孝帝却道:“素闻杨经文才出众,何不任殿阁大学士。”
殿阁大学士职位比将军高,多是德勋望重的文士出任,以杨经的年纪和资历,连杨缜都没想他能有机会任如此高职。自苏桓死后,杨家的亲属心腹所任官职只有削降没有提拨,杨经惊喜之下,急忙谢恩。孝帝下旨升禁军统领蒋见为将军,给靖南大将军周昭其做副手。
他是杨缜的心腹,杨缜当然没有异议。
孝帝又下旨调任黄石俊为禁军统领。
杨缜才明白是怎么回事,却有苦说不出。
他没想到这是楚济的主意,但几个月之后,楚济派来的两支军队在京师附近驻扎被杨缜知道之后,明白无论南军怎么扩充,楚济都是自己的克星。只要自己稍有异动,这只猛虎就会扑过来。
所以他又改了一手段对付孝帝。
十三年前。杭州。斜阳带草,绿波接天,西湖的长堤上杏花开得正好,细细的花瓣迎风轻轻飘洒,柳枝在暖暖的春风里鹅黄转嫩绿。
湖西,花树深处,几间小小房舍,靠湖一面泊着一艘精致的画舫。
江雪收拾了一天的东西,累得有些腰酸腿软。她伸了伸腰,走到窗前,看着画舫,百般滋味,齐上心头。
这里是她的家,她前前后后住了二十多年。妓女也是有家的,尤其她这种家传的歌妓。
二十年前,江雪是杭州最红的歌妓之一,她的美貌和歌喉来自母亲,她的歌妓的身份也来自母亲,她母亲当年存着钱买了自己的小小画舫和这里的屋子,从此这就是她的家。

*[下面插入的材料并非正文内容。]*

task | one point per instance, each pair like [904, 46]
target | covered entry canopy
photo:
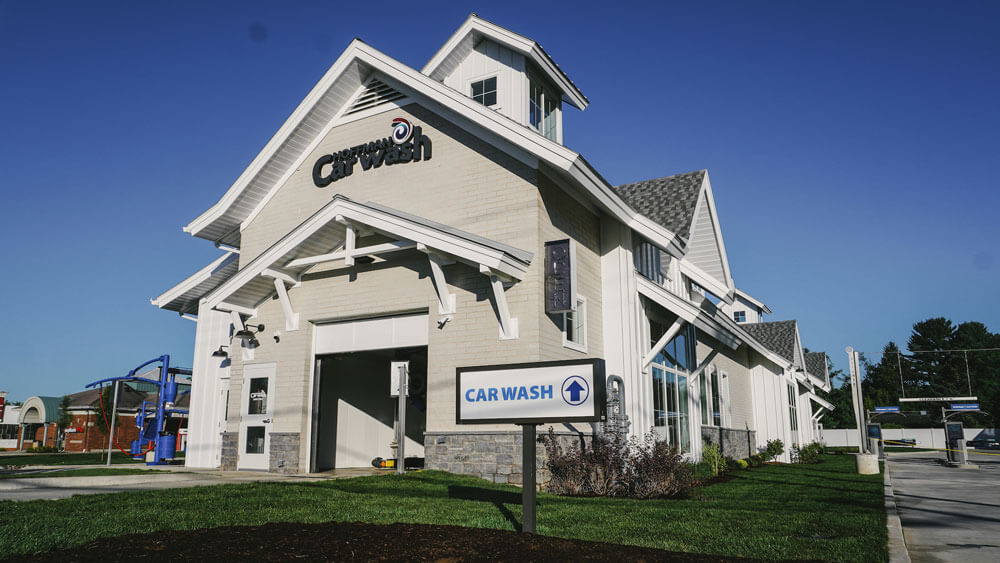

歌妓的女儿,或许注定了还是歌妓,因为她们别无生路,尤其她的父亲只是给一个给画舫摇船的人。
她决心不让自己的孩子再重复这个故事,在遇到文士柳克安的时候,她觉得她这个心愿终于成真了。柳克安虽然年龄大些,但文采风流,让江雪颇为倾倒,更让她倾倒的是柳家的身份,一个江南的名门望族。自己虽然是妾,但她生的孩子终于可以走一条光明的路了。
十九年前,她满怀着欢喜被一顶小轿抬进了柳家的门。
又过了九年,她带着孩子被赶出了柳家的门。
都说红颜祸水害人,其实被害得最重的总是红颜自己,“薄命”那两个字,早已经被清清楚楚地写在了她们的脸上。江雪带着两个女儿回到这里的时候,绝望地明白了她既定的命运。
因为她太美了,因为她是歌妓出身,更因为柳克安太宠爱她了,自从她进门的那一天起,柳夫人和柳克安另外的两个妾就掩饰不住对她的鄙视和嫉恨。
如果生个儿子,长大撑起门户以后能照顾他的母亲,偏偏江雪生的两个孩子都是女儿,虽然是很美丽的女儿,但毕竟是女儿。小女儿刚刚两岁的时候,她们娘仨的靠山柳克安扔下她们走了,柳家的人里对他们和善的只有大公子柳杭和伺候江雪的丫头红杏,柳夫人赶她们走的时候,她听到向来斯文的柳杭在那里跟母亲大吵,这是柳家留给她最后的回忆。
后来她听说柳杭一怒之下离家进京,再也没回过柳家。
她不想给地下的柳克安丢脸,让女儿改了自己的姓,又过了十年,强颜欢笑内心愁苦的十年,她老了,大女儿江云萝像二十年前的她一样,成了杭州的红歌妓,不同的是,女儿更美更天真。而且离开柳府的时候,她已经九岁了,她记得那样的生活,她觉得那是属于她的,她梦想回去。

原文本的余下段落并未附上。